Der bemüht beschauliche Festtag wird durch eine Offenbarung erschüttert: Christian, der älteste Sohn (großartig: Benjamin Grüter), beschuldigt in einer Rede seinen Vater des sexuellen Missbrauchs an ihm und seiner durch Selbstmord aus dem Leben geschiedenen Zwillingsschwester Linda (die dank Lydia Stäubli immer wieder geisterhaft präsent ist). Die Antwort ist Schweigen. Oder Verdrängung. Oder beides. Keiner will etwas davon wissen, weder die zunächst sexsüchtig erscheinende, labile, Konfrontationen meidende Schwester Helene (vielschichtig: Sophie Basse), die nicht zuletzt an der auf verschiedenen Ebenen spürbaren Ablehnung der Familie gegenüber ihrer Geliebten Karla (Birte Schrein) leidet, noch der um die Aufmerksamkeit und den Respekt seines Vaters ringende Bruder Michael. Bei letzterem kein Wunder, immerhin hat er sich zu einem cholerischen Despoten entwickelt, der seine Frau Mette (Johanna Flackner) erniedrigt, seine Kinder ablehnt und damit nur eine andere Form des Missbrauchs betreibt, die Helge zur Last gelegt wird – dass man ihn dafür dennoch nicht so wirklich hassen kann, liegt an dem herausragenden Spiel Benjamin Bergers, der in seinem beständigen Wechsel zwischen arrogantem Mistkerl und hilfsbedürftigem seelischem Wrack eine bemerkenswerte Charaktertiefe präsentiert.

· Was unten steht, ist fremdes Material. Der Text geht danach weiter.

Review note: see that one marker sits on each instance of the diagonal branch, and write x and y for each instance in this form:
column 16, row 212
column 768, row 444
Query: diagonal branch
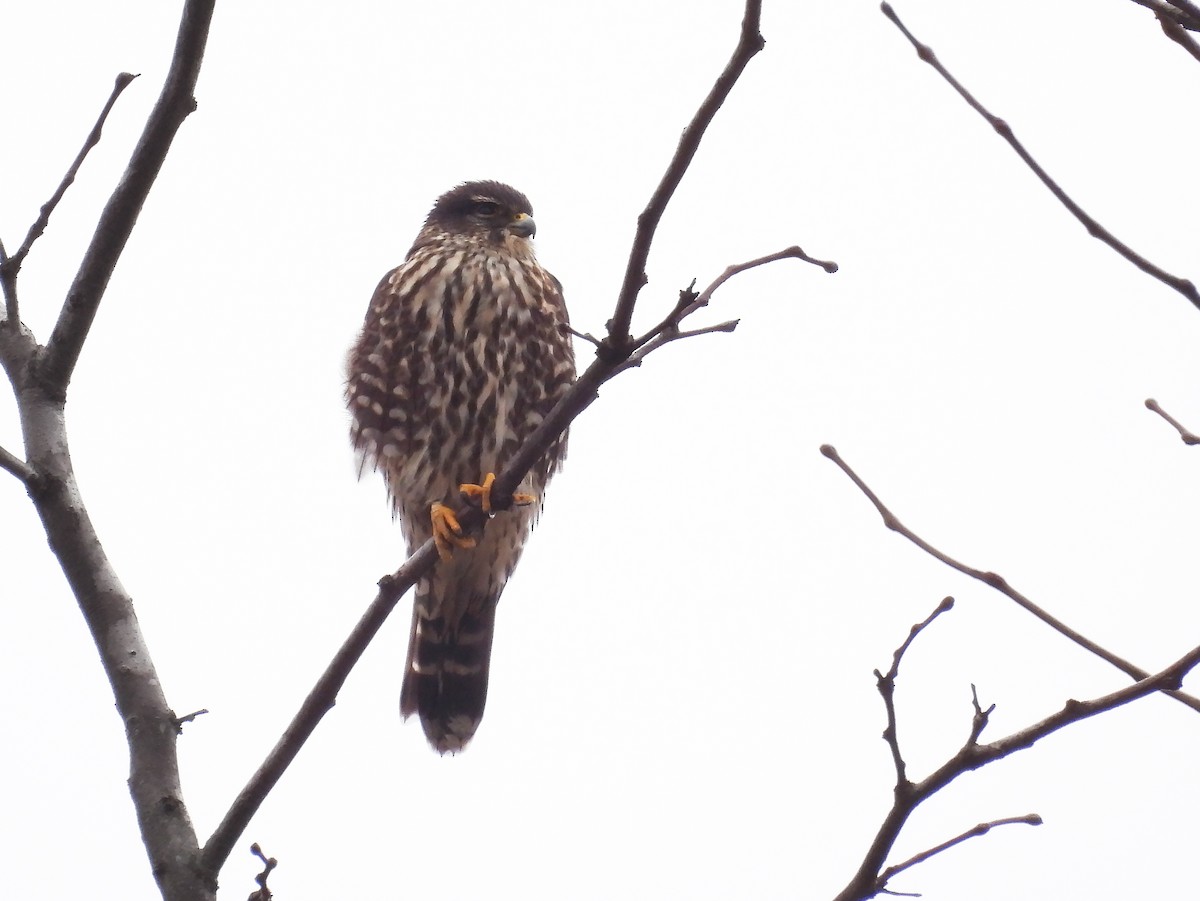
column 120, row 214
column 750, row 42
column 1175, row 11
column 972, row 833
column 611, row 359
column 93, row 139
column 11, row 463
column 870, row 880
column 1095, row 228
column 999, row 583
column 1186, row 434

Trotz der Ablehnung durch die Familie gibt Christian nicht auf. Während dank der Wirkung des ausgiebig fließenden Weins das Geburtstags- in ein emotionales Schlachtfest verwandelt wird, legt er nach, spielt in Anlehnung an Hamlet mit Schaufensterpuppen in einer der eindringlichsten Szenen des Abends eine Missbrauchs-Episode nach, gibt Helge die Schuld am Suizid Lindas und behauptet, seine Mutter Else (Ursula Grossenbacher) hätte von allem gewusst. Und geschwiegen. Unterstützung erhält er vom Personal, von seinem Jugendfreund Kim (Robert Höller), sowie den Dienstmädchen Michelle (exzellent: Svenja Wasser) und Pia (Mareike Hein). Irgendwann ist der Putz endgültig abgebröckelt, ist die Wahrheit unübersehbar, gibt Helge alles zu. „Ihr ward nicht mehr wert“, wettert er, der doch sonst immer so gelassen und souverän agierte. Und die Gesellschaft? Schließt ihn aus – und macht weiter, als ob nichts gewesen wäre. Was eigentlich der schockierendste Moment im Stück ist.

Martin Nimz hat mit „Das Fest“ einen, wenn nicht gar den schauspielerischen Höhepunkt der nun endenden Theatersaison geschaffen. Die Balance zwischen Groteske und erschreckend ernstem Realismus ist perfekt, das Ensemble in Bestform. Probleme ergeben sich eher aus technischer Sicht: Durch die ungewohnte Bühnenform (Zuschauerränge erheben sich zu beiden Seiten, gespielt wird in der Mitte) ist trotz aller Bemühungen der Darsteller nicht immer jedes Wort zu verstehen, zumal der Einsatz der Mikrofone eher erratisch erfolgt. Auch das fehlende Tempo der Handlung mag mitunter irritieren, obwohl es letztlich der inszenierten Situation geschuldet ist – Mitwirkende realer Familienfeste können davon ein Lied singen. Dadurch zieht der inklusive Pause immerhin dreistündige Abend mitunter etwas in die Länge. Allein, die Mühe lohnt sich. Ernsthafter, kritischer und gesellschaftlich relevanter kann Theater kaum sein.